Most people misunderstand work experience. Or better said, they take it for what it is not. Honestly, I did, too, for many years. I will elaborate.
Imagine you are recruiting for a project and need to select from two resumes. Applicant 1 has five years of experience versus Applicant 2 who has 15 years in the field. Who should you hire?
Let’s hope you did not choose the person with 15 years of experience. Why? If you did, you just made the mistake that most hiring managers make. This is the kind of miscalculation that hurts both companies and talented professionals and eventually leads to stagnation across the board.
The assumption that a candidate with 15 years of work experience is more qualified or has more expertise than the one with five years of experience is misleading at best. Indeed, 15 years of experience looks good on paper. But in reality, it might also mean that the person has followed the same routine over and over again for 15 years without making adjustments and changes.

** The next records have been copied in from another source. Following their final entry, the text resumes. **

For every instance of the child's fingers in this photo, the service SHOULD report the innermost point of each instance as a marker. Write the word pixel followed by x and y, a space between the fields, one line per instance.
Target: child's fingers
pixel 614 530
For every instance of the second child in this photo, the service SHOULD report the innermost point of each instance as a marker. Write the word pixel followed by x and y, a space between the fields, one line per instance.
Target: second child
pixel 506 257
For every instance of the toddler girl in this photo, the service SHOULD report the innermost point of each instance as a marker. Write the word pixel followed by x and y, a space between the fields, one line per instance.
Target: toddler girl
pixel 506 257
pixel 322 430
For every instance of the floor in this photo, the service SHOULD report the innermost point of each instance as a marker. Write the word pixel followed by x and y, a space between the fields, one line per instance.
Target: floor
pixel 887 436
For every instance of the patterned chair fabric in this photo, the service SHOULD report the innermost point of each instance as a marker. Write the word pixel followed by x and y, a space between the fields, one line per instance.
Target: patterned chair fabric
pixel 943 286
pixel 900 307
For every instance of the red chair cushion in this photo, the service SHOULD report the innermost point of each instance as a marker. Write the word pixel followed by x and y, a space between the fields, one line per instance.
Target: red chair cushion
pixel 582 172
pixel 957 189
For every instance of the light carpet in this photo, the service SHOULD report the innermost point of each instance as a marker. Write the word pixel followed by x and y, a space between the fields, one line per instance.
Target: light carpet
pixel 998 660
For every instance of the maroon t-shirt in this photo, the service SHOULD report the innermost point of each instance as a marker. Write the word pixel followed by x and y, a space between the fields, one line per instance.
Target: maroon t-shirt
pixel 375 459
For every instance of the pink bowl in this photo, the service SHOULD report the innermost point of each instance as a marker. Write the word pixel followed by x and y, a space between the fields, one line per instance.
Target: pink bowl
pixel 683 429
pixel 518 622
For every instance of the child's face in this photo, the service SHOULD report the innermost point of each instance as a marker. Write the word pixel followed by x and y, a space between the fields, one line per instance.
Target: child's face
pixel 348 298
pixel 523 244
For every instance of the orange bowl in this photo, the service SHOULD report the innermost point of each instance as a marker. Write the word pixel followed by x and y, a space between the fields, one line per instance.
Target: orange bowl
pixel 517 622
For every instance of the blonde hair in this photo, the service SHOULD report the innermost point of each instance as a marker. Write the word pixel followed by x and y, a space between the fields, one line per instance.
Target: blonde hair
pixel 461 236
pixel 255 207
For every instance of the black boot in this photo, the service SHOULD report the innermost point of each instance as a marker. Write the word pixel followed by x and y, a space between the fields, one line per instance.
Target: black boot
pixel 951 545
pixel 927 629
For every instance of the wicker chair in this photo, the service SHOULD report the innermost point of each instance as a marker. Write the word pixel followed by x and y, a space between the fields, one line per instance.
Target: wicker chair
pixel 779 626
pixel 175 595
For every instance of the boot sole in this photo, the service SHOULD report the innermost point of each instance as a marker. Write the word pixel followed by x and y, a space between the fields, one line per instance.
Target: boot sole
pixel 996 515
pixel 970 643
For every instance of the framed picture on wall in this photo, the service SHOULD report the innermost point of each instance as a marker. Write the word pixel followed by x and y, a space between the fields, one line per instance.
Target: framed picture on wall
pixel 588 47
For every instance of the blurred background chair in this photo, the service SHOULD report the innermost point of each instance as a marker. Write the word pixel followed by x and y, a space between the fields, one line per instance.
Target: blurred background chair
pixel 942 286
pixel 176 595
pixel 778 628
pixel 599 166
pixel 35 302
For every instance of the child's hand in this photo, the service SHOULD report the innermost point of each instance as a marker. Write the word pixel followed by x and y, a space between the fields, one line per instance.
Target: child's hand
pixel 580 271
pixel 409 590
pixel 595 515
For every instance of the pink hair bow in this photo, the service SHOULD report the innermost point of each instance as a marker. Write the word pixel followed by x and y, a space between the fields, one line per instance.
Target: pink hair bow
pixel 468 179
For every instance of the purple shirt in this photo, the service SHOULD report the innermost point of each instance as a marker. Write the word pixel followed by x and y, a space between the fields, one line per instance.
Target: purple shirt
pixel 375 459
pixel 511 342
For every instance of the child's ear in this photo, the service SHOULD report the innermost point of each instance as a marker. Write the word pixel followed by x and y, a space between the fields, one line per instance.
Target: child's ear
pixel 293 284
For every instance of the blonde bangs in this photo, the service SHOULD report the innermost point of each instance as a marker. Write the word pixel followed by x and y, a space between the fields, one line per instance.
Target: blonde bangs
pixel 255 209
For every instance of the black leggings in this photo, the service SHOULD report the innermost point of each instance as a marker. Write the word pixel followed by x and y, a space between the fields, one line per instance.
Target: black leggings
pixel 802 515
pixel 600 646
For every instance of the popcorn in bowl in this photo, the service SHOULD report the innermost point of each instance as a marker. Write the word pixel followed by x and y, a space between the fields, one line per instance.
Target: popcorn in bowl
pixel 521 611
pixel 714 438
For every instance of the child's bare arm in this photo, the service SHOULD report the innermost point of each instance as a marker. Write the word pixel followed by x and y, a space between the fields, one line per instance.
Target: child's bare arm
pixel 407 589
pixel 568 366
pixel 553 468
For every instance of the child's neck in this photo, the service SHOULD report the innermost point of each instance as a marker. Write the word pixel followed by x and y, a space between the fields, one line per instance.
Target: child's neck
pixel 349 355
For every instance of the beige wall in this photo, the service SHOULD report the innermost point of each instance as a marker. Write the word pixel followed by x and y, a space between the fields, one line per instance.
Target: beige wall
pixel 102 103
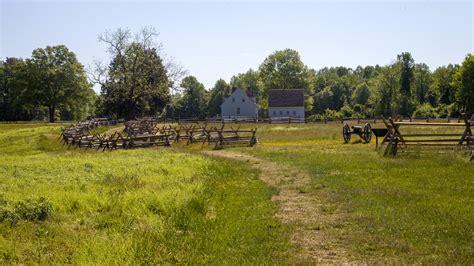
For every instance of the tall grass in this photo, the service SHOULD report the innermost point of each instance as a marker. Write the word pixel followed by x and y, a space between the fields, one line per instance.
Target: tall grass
pixel 129 206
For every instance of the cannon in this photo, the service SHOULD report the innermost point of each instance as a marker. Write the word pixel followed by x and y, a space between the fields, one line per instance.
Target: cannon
pixel 365 133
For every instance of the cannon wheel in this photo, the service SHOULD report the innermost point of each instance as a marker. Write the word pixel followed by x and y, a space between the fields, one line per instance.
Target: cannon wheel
pixel 367 135
pixel 346 133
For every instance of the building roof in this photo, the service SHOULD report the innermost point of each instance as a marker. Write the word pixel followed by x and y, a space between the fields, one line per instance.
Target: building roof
pixel 285 98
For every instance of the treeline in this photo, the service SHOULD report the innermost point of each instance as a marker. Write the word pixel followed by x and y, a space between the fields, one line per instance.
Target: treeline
pixel 52 84
pixel 403 88
pixel 139 81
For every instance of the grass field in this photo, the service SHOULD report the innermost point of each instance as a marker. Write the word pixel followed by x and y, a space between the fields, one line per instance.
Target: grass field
pixel 60 205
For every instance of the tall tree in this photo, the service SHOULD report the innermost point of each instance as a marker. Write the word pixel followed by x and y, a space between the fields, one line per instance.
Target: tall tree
pixel 422 83
pixel 464 82
pixel 406 64
pixel 387 85
pixel 443 84
pixel 248 81
pixel 193 103
pixel 217 94
pixel 56 79
pixel 137 81
pixel 285 70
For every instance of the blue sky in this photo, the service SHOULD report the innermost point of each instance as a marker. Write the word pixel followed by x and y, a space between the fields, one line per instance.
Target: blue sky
pixel 215 40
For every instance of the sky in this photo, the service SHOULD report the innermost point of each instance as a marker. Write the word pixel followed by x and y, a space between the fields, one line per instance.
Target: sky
pixel 219 39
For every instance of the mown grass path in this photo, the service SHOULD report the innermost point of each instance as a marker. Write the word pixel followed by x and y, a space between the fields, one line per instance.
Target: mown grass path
pixel 299 210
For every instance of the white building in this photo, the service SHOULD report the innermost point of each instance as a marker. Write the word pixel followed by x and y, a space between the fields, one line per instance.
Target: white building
pixel 286 103
pixel 239 104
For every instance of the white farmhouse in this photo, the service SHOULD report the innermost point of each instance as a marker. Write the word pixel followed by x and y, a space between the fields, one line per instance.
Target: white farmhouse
pixel 239 104
pixel 286 103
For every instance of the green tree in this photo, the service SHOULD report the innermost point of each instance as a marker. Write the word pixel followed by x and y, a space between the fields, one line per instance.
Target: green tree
pixel 137 81
pixel 443 84
pixel 406 64
pixel 361 94
pixel 386 87
pixel 285 70
pixel 422 84
pixel 464 83
pixel 55 80
pixel 217 94
pixel 193 103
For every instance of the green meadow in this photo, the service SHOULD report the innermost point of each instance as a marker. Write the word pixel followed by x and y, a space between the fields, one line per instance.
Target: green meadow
pixel 179 205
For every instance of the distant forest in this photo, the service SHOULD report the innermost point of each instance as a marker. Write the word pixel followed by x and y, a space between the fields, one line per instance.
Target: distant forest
pixel 139 81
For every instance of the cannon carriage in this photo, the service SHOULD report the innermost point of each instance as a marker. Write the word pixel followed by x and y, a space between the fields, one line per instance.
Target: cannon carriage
pixel 364 132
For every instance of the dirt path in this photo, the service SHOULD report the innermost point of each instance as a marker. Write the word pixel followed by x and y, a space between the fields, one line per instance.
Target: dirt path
pixel 306 213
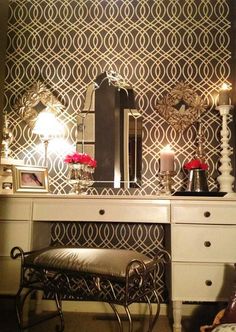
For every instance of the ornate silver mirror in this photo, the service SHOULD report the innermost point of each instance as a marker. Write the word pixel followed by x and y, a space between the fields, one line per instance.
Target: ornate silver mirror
pixel 110 130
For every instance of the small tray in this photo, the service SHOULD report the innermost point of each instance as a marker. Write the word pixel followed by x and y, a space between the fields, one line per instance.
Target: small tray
pixel 206 194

Simply put, years of experience don’t always equate with expertise and mastery. In other words, experience and expertise are not the same.
Fifteen years of experience might mean working for fifteen years without seeking to sharpen and increase one’s knowledge and skills. Whereas a professional with five years of experience might have worked intentionally and consistently to innovate, expand her knowledge and improve her performance and abilities
Work experience is not expertise
For example, having 35 years of driving experience does not qualify you to chauffer the U.S. President. “Why not?” you ask.
POTUS’s chauffeur is an expert driver. People who drive for a President specialize in driving around dignitaries and their high-level security, and they have worked continuously to keep their skills as sharp as a razor.
Allow me to ask: are you gaining work experience or building expertise?